Major new features include:
- HG38 support: ProTECT now supports neoantigen prediction on samples using the GRCh38/HG38 reference genome. Like hg19, hg38 references are provided in our s3 bucket at
s3://cgl-protect-data/hg38_references/
- Altered-self support: ProTECT now has measures to calculate the binding scores for the corresponding wild-type peptides for each neoepitope and then consider that while ranking the results.

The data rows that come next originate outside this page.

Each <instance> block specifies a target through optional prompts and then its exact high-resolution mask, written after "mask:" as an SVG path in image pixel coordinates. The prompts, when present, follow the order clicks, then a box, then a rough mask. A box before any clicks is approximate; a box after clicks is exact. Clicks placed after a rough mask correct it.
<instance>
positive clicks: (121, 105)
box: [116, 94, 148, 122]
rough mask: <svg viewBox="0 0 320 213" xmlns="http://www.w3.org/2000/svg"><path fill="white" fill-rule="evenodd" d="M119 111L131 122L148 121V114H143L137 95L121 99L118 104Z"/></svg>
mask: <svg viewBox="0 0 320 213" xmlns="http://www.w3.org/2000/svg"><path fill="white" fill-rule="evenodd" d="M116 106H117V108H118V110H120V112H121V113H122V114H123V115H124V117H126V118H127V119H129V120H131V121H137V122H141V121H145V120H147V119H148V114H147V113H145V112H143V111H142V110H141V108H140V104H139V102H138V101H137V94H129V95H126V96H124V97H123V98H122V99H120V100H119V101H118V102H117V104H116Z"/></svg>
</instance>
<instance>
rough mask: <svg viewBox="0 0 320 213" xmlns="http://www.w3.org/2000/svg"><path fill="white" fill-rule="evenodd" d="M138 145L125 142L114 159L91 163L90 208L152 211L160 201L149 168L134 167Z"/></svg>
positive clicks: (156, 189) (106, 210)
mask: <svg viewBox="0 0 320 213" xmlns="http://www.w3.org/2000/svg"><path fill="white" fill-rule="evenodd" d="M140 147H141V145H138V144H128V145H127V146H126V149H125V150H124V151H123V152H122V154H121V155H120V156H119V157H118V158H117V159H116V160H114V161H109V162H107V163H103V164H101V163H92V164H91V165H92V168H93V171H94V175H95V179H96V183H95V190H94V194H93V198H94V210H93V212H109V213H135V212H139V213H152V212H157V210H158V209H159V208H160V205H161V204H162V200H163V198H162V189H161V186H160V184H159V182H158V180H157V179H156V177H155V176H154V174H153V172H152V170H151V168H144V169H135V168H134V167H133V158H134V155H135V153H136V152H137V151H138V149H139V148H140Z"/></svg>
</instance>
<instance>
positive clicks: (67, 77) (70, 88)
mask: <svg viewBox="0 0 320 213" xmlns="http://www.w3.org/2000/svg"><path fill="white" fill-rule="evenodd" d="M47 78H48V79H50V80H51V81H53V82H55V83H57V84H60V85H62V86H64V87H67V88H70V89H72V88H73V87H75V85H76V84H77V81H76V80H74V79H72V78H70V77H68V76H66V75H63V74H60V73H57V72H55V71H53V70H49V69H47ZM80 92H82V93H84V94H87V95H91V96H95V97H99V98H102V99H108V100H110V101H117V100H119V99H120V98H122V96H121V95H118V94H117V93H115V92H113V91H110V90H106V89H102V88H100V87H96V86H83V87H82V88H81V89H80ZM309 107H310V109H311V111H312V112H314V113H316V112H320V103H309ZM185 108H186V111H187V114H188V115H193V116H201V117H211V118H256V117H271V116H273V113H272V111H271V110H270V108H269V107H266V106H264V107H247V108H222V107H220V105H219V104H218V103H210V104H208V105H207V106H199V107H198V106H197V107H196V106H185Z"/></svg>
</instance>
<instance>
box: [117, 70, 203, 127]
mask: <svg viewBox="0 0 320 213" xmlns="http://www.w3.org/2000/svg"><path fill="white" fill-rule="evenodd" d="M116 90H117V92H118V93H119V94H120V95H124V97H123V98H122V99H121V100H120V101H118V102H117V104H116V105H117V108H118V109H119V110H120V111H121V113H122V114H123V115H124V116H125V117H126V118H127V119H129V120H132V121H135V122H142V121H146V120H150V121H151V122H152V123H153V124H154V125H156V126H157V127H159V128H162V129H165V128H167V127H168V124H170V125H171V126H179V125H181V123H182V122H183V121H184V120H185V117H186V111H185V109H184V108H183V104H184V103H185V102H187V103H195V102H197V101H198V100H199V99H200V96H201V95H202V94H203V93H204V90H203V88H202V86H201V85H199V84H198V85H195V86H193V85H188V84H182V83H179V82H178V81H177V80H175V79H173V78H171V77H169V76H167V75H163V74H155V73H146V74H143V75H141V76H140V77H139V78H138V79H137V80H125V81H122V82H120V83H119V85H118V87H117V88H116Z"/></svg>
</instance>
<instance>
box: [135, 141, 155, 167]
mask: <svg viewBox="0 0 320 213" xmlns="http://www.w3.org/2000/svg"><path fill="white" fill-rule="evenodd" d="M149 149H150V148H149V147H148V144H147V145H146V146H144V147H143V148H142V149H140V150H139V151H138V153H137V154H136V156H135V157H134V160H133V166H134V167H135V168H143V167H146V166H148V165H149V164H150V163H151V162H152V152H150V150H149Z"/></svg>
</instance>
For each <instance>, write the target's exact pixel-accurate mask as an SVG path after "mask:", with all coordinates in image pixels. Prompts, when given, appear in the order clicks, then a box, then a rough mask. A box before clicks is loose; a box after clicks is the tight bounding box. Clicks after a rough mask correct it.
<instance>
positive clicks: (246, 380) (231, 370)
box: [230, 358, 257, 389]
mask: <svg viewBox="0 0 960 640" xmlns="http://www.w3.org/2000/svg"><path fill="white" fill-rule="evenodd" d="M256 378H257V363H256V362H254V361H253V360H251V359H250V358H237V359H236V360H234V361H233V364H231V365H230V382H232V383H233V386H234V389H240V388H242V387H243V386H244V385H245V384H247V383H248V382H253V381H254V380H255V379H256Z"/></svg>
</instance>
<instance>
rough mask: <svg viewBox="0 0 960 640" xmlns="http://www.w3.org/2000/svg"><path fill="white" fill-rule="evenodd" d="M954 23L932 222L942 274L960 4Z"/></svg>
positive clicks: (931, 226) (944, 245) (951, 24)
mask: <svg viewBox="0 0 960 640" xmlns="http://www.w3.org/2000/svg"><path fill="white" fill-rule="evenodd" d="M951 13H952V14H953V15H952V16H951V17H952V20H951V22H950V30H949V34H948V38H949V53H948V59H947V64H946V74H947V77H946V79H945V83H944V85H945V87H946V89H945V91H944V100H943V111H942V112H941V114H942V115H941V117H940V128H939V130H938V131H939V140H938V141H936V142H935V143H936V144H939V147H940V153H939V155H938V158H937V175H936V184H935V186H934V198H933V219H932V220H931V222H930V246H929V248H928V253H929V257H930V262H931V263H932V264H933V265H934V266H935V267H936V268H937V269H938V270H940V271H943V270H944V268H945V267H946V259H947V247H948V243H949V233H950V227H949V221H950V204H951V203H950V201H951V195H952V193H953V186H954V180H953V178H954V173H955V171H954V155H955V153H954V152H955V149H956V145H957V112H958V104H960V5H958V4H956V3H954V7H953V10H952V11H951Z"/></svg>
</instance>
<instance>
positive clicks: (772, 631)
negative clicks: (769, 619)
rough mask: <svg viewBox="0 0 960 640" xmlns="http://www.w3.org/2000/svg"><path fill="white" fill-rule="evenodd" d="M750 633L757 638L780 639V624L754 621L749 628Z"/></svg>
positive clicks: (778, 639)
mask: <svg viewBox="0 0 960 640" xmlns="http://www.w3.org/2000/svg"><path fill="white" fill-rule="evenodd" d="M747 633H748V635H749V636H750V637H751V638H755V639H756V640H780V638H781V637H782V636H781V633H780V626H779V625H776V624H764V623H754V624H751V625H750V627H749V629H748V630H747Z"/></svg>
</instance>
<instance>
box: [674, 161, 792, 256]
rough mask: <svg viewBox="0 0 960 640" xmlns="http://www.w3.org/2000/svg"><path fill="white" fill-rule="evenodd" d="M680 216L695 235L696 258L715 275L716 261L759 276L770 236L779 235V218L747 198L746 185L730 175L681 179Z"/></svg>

- User-specified dockerized-tool versions: ProTECT now allows the user to specify the version of a tool to use in the analysis. This requires the user to ensure that the tag exists in the provided dockerhub.
- http, https and ftp download support: ProTECT can now pull samples and references from http, https and ftp endpoints.
- Support for non-standard naming scheme for fastqs: ProTECT now allows users to optionally specify a separate link for the _2.fastq files (and ignores the previous requirement of the two _1 and _2 files sharing a common naming schema and existing in the same directory). This functionality along with https support allows users to pull signed aws s3 links into their pipelines.
- Added code that produces Dockerised versions of ProTECT (Currently is hardcodes the version to be 3.2.0 but this will be addressed in #173)
Other minor features and bugfixes:
- Updated the flow chat, doc strings and all associated supporting material to more accurately describe ProTECT.
- Bumped Transgene to 2.0.0 (using the correct tag of the Docker image)
- Fixed rsem to correctly request disk space
- Bumped Toil dependency to 3.5.2 (Handles some issues seen in a 90-samples scale-run)
- Fixed a small bug where in certain cases star was asking for float disk requirements and causing Toil to crash.
2.3.2
This release targets 2 bugs
- Fixed a small issue where rsem (via the wrapper) was not dynamically deciding how much disk to use for the job.
- Bumped the Transgene version to 2.0.0 (This changes nothing since the Transgene 2.0.0 head previously been incorrectly tagged as 1.0.0). ProTECT now uses the correct version of the docker image
2.3.1
This release contains come bug fixes to handle issues seen in a large 90-sample run on an AWS cluster.
- Bwa now uses the correct number of cores
- STAR uses the
--limitBAMsortRAM
flag using an appropriate amount of memory - Docker tools used in the pipeline now use specific version from the dockerhub.
2.3.0
2.2.1
This release of ProTECT targeted a couple of features
- Issue #90 fixed a bug that wrote the results from all samples in the run to the same list of files in the output directory. Files are now written to their own individual directories under the output directory.
- issue #83 added a little more description to the manual regarding s3am
- Issues #85 added overwrite support for uploads to s3
- Issue #95 fixed a log error where --max-cores-per-job was being grouped with the argument group used to specify whether the user wants to generate a config, or run ProTECT.
- Issue #97 reduced the memory requested by STAR to keep it under 50G for a full genome run.
2.1.5
This release featured
- A fix to the
--max-cores-per-job
command line flag, removing it from the mutually exclusive group concerning creating a config file, or running ProTECT. - A slight tweak to the memory used by STAR, allowing for a sub-50G run with whole genome indexes.
2.1.4
Added a small section to the manual talking about the version of s3am we prefer.
2.2.0
ProTECT 2.2.0 brings in the fifth SNV caller in the pipeline, Strelka, closing issue #73 .
SNVs are accepted for downstream processing if a mutation is called by any 2 of the 5 callers.... for now. Issue #82 will be addressed in the future and will use more sophisticated machine learning approaches to get a consensus call.